Australia’s cash rate is at its lowest level in history. Does that mean the time is right to make the most of the low cash rate environment and refinance your mortgage?
When discussing the Reserve Bank of Australia’s February decision to hold rates, Governor Philip Lowe was unambiguous in his take. If you took your loan out a while ago, he explained, it is worth shopping around and checking in with your lender to see if it can now give you a bigger discount. It may pay to listen.
While we were already at record lows, the decision by the RBA this month to lower the cash rate even further to 0.5% sets a new low. With unemployment rising 0.2% to 5.3% in January, and the effects of coronavirus and bushfires becoming more apparent, the RBA is using what it has at its disposal – monetary policy – to try and boost the economy.
With this decision in mind, it’s worth looking at the market and seeing if you can take advantage of the low-interest-rate environment as an existing home loan customer.
Refinancing your mortgage can be beneficial in several ways. It can give you a better interest rate saving you money, allow you to access improved loan features, or be used as a way to consolidate several debts into one mortgage.
“If you are a responsible borrower, your current bank will be keen to retain your business … it can be as simple as just asking.”

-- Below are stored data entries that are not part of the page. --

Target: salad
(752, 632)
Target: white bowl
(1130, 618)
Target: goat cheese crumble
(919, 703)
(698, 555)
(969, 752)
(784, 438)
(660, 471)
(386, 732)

When rates have dropped, the big four banks haven’t always passed on the rate cut in full. But neo-banks, for example, Athena, make a point of passing on the rate cuts in full, and regional banks, credit unions and other some lenders passed on the October 0.25% cut in full. All of which have lead to a very competitive market for home loans. The upshot is your bank might be eager to keep your business if you show signs of leaving. Or you could find a better deal somewhere else.
How much could you save?
As the RBA says in its February statement, Australians with older variable rate home loans have higher interest rates than those with newer loans. They found if your loan is more than four years old, that could mean an interest rate 40 basis points higher than a new loan. And your loan is older than that, your situation could be even more disadvantageous.
Also, banks are offering even greater discounts to their advertised standard variable rates, the statement said. These cuts can be as high as 1.5 per cent, compared to one per cent five years ago.
“Most individual borrowers are offered, or may be able to negotiate, further discounts on the interest rate applied to their loan,” the RBA noted.
Should I stay or should I go?
With increased competition comes the choice of whether to move to a new lender with a better rate or to use that better rate as leverage to refinance with your current bank. APRA’s home loan rule relaxation has reduced the barriers for borrowers to switch lenders, and if you are a responsible borrower, your current bank will be keen to retain your business. They may offer discounts to increase customer retention and save on marketing and promotional costs. It can be as simple as just asking, and although as recently as November the total value of home loans switched was down by two per cent to $9.63 billion it seems the lower cash rate will spur more refinancing.
Conversely, there are advantages to staying at your current bank. You can avoid fees, like discharge fees or early exit fees. A new lender might charge fees too, such as application, settlement and valuation fees.
If you can’t negotiate a new rate, switching to a new bank may be the answer. One advantage of that process is that your new bank will often take care of the exchange for you, paying out the existing loan and instructing the other bank to release the security and title without you having to be part of the process.
How to refinance
You’ll need to have all the documentation and competitor knowledge necessary to negotiate a refinance. Find your loan details, including the interest rate, mortgage balance, monthly repayment and discharge fee, and compare it to the market. How long does it take to recoup the switching costs? Can you pay off the loan faster? Be honest about the financial realities, and whether your credit score is attractive to a new lender.
For documentation, ensure you have 100 points of identification, such as an Australian passport and driver’s licence. You will also need evidence of where you live, and payslips from the past two months and six months’ worth of bank statements, or two years of profit and loss statements and personal income tax returns if you are self-employed.
When you are fully prepared, you can negotiate confidently with your bank or a new lender.
Alternatively, a good broker will be able to provide advice about the best loan and features for you, and how much you can borrow. They can also help with assessing the different loans in the market and guide you through the refinancing process towards the best outcome.